I put my personal finance records in GnuCash and I would like to understand how to best account for digital currency transactions. My book is for tracking EUR transactions.

Scenario 1: I hold 1 BTC and I choose to exchange it for EUR. I believe what I should do there is credit Equity:DigitalCurrencies by ~14000€ and credit something like Assets:CurrentAccount by ~14000€. This would not show up as income, it's similar to any sale of any other asset I may hold.

Scenario 2: I purchase some BTC for 1000€. So I would debit Assets:CurrentAccount, but I'm not quite sure what should be on the other side of this transaction.
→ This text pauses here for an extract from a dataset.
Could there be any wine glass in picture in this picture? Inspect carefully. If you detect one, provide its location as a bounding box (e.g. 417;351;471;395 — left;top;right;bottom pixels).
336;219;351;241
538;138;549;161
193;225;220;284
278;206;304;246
Adding an Expense isn't quite right, so I guess I just credit something like Assets:DigitalCurrencies. This would be tracked in EUR though. If I sell the same amount of BTC that I originally purchased for 1500€ do I create a split transaction here where I debit Assets:DigitalCurrencies by 1000€ and add a 500€ line-item in Income:CapitalGains

Scenario 3: Same as Scenario 2 but how do you account for partial selling of the asset?

  • Apart from my answer below, I'll say what I usually comment when people have accounting questions for recording their 'personal ledger': I do not believe this is a useful way to record things. Even as an accountant I find the concept of a 'personal balance sheet' unintuitive and non-informative. If you truly find it useful for you, then great, but consider taking some beginner level courses (I'm sure there are some free resources you could read up on to get you up to 'bookkeeper level' fairly quickly) so that you actually get more out of the process than just aggravation. Commented Dec 11, 2017 at 13:50
  • Thanks, I'm doing this for the fun of it. I maintained my personal records from 2004-2008 (then switched to Wasabe then Mint, now back to Gnucash). I enjoy looking at my prior spending habits like I enjoy reading my journal. Plus, as a non-finance person, I enjoy learning the basics. Doing my own books provides learning opportunities like this very question :-)
    – Scott Muc
    Commented Dec 11, 2017 at 14:52

1 Answer 1


You have a few misconceptions about accounting, I think. For one, I'm not sure why you are attempting to credit Equity in Scenario 1. Equity is the combination of your initial investment + all your accrued earnings to date. In your scenario 1, you are simply exchanging 1 asset for another. 'Digital currencies' are not treated differently than any other investment-type asset in accounting.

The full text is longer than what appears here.